In the library of the Treasury, there is an ancient copy of one of Keynes’ pamphlets, and it has been scrawled over by Treasury officials with the words ‘bankruptcy’ and ‘insanity’.
Keynes was challenging the Treasury idea, which seems to have been in their DNA since time immemorial, that the way out of recession is to get people to save not spend. The money has to be in the banks, ready to lend.
Keynes’ view was that, in the end, this kind of puritanical retrenchment led to death – “a peregrination in the catacombs with a guttering candle”. But we don’t have to worry because that was back in the 1930s. Or do we?
A little bird told me recently that the attitude in the Treasury has reverted to type faced with the recession and deficit. Once again, the official view is that people should be encouraged to save not spend, so that the money is available for lending.

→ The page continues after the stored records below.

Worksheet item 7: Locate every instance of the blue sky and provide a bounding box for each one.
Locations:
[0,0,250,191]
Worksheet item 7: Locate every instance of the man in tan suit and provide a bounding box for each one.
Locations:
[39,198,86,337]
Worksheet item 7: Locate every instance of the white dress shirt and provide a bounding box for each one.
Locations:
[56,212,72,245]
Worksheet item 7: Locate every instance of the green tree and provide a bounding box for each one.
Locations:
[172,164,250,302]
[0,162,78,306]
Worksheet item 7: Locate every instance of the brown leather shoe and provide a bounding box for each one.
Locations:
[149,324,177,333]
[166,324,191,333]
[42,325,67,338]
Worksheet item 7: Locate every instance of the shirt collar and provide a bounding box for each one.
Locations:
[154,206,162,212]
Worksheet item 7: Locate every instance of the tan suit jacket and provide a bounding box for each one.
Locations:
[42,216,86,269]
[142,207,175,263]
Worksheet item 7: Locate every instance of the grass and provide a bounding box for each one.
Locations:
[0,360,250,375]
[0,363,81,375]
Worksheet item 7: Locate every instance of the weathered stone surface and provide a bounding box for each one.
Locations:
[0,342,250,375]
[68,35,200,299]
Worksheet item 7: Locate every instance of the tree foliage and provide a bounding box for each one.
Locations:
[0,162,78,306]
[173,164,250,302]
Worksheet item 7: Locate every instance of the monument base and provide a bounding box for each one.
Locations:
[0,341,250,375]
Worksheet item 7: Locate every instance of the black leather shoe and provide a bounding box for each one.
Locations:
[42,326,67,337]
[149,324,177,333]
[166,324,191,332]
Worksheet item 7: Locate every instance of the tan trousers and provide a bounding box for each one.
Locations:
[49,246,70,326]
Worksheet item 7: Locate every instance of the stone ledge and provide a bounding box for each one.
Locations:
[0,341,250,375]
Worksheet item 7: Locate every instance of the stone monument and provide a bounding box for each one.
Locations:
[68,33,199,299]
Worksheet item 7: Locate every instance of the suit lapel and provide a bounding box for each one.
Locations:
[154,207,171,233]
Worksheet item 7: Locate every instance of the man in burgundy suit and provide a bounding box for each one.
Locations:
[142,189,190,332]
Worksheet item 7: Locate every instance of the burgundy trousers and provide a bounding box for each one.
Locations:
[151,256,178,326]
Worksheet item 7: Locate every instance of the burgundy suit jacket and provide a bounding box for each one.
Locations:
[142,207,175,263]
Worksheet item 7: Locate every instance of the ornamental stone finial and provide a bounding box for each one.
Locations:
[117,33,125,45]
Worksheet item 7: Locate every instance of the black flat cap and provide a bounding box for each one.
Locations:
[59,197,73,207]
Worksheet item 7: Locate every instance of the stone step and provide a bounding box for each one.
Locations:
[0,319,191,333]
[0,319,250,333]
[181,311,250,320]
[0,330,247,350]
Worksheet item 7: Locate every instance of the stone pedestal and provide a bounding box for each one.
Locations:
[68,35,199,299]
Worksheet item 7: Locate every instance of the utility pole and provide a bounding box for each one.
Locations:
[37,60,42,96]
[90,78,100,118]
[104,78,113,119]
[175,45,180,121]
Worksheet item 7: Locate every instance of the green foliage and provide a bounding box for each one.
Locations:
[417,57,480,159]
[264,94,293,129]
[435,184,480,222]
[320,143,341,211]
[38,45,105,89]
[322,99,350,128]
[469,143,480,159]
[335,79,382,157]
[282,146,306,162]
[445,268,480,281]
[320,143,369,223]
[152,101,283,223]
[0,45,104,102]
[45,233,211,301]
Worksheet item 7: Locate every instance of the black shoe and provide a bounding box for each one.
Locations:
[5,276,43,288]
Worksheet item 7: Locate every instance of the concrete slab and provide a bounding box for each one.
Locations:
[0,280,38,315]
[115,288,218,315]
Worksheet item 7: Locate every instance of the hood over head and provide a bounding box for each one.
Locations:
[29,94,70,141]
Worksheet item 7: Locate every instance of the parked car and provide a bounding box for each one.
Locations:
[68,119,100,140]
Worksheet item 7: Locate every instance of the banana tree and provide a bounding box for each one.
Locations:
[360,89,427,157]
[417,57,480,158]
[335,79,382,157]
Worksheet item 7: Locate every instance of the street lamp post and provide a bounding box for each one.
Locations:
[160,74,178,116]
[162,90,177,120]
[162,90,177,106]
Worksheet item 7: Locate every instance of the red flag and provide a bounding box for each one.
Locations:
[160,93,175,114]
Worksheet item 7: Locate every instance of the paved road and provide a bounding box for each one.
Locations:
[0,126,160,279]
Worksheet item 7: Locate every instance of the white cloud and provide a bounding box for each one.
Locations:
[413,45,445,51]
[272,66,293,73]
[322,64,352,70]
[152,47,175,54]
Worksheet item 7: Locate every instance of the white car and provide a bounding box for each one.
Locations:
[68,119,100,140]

Since Keynes’ day, there are two extra problems with this, and they are not small. There are hardly any banks left, and those that survive have long since dismantled the infrastructure they need for local lending. Their attention is elsewhere. They can’t do it.
So when the Treasury persuade George Osborne to raise VAT to 20 per cent, this is the agenda: don’t spend, save. Unless he and Cable and Danny Alexander can stand up to the Treasury, and tackle this hideous and ancient mistake, I fear it may be the peregrination in the catacombs for us.